If your church leadership read and followed Paul’s instructions in 1 and 2 Timothy, then there should be opportunities for younger men and  women to learn from older couples in your congregation. If your church pastor has a few years of experience in leadership, and a happy, healthy marriage of his own, and is the leader in his home he is instructed to be, then he is not only a good example but has the ability and patience to answer your questions and provide godly council. Of course if you attend a 10,000 member mega-church or the pastor is piped in on video and you’ve never met him… Or if you find yourself with a celebrity pastor that wouldn’t know the Bible if one hit him in the face… You need to find a real church.
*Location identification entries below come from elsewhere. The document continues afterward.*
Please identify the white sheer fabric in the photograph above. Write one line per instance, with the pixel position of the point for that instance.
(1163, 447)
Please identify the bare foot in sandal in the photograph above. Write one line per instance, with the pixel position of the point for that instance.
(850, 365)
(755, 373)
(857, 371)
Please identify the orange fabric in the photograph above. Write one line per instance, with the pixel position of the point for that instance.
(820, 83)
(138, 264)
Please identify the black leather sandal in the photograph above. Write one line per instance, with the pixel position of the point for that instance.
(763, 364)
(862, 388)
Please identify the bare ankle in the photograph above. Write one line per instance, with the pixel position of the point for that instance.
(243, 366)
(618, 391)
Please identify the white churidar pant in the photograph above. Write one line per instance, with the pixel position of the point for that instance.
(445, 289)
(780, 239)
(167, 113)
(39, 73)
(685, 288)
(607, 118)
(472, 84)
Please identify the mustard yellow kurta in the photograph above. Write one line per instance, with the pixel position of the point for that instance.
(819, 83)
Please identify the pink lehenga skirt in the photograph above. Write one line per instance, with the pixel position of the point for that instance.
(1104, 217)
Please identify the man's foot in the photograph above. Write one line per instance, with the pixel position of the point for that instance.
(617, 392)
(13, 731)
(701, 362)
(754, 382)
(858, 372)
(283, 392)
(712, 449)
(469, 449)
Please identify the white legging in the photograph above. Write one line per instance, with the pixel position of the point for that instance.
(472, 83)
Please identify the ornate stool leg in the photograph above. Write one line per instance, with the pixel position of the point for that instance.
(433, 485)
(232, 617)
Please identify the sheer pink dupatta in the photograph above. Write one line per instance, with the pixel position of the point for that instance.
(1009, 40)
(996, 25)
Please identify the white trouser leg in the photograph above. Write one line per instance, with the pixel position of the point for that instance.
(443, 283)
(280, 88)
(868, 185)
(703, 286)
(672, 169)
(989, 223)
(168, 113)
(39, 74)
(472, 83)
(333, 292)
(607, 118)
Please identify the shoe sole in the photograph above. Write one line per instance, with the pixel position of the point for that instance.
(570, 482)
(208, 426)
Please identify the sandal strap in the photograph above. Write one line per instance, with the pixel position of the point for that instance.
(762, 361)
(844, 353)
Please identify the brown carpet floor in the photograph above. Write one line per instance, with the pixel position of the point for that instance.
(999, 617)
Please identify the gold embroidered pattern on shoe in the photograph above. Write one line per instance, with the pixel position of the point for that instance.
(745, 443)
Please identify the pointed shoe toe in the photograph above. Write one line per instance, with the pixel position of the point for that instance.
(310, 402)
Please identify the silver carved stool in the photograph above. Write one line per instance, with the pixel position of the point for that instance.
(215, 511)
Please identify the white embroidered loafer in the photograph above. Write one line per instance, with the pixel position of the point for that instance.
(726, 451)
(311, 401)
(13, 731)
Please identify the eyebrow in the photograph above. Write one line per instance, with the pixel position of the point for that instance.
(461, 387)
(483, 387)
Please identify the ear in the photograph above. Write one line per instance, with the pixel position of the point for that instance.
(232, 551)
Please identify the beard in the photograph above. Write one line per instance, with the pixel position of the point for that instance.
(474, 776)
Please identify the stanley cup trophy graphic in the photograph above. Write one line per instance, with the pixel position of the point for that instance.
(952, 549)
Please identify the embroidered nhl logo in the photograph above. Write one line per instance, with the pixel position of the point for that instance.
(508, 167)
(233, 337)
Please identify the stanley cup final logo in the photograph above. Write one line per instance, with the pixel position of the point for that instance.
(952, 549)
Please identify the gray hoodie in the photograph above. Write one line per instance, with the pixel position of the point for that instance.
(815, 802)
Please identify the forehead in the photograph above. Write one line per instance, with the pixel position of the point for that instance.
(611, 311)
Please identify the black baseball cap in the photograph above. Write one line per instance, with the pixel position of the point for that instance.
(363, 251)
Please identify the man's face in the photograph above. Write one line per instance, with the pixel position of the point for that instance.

But of course there’s still hope.

The Bible gives us more than instruction, it also provides us with numerous examples of father figures that pleased God. “Without faith is is impossible to please him..” Heb 11:6 Abraham is the first man of faith we are introduced to in the Old Testament. By faith he followed God and moved his family to a foreign land. He believed God and God counted it to him as righteousness. I know, he was also willing to offer his son as a sacrifice, but that was a test of Abraham’s faith. Isaac was spared, Abraham’s faith was proven, and the whole story is a picture of what was to come.

I exhort men of God to have the faith of Abraham. All it takes is to trust God at his word. I exhort men of God to have the faith of Abraham, the courage of David and the wisdom of Solomon. Those men were not perfect by any means, but each made a conscious decision to trust in God. And we have something they didn’t have. We have a complete Old and New Testament Bible, filled with commands, promises, examples and illustrations. We have the recorded promises that a Messiah would come and can read about the fulfillment of those promises. We can read not only about men of God that illustrate characteristics of good fathers but about God our heavenly father. We have the indwelling Holy Spirit to lead, guide and direct in our lives. “If any of you lacks wisdom, let him ask God, who gives generously to all… and it will be given him.” James 1:5 

father Society doesn’t expect much when it comes to character and integrity, and even less from men. God’s standards are much higher, and ultimately all will stand before him and be judged. Men of God – we can, should and must do better than our secular counterparts.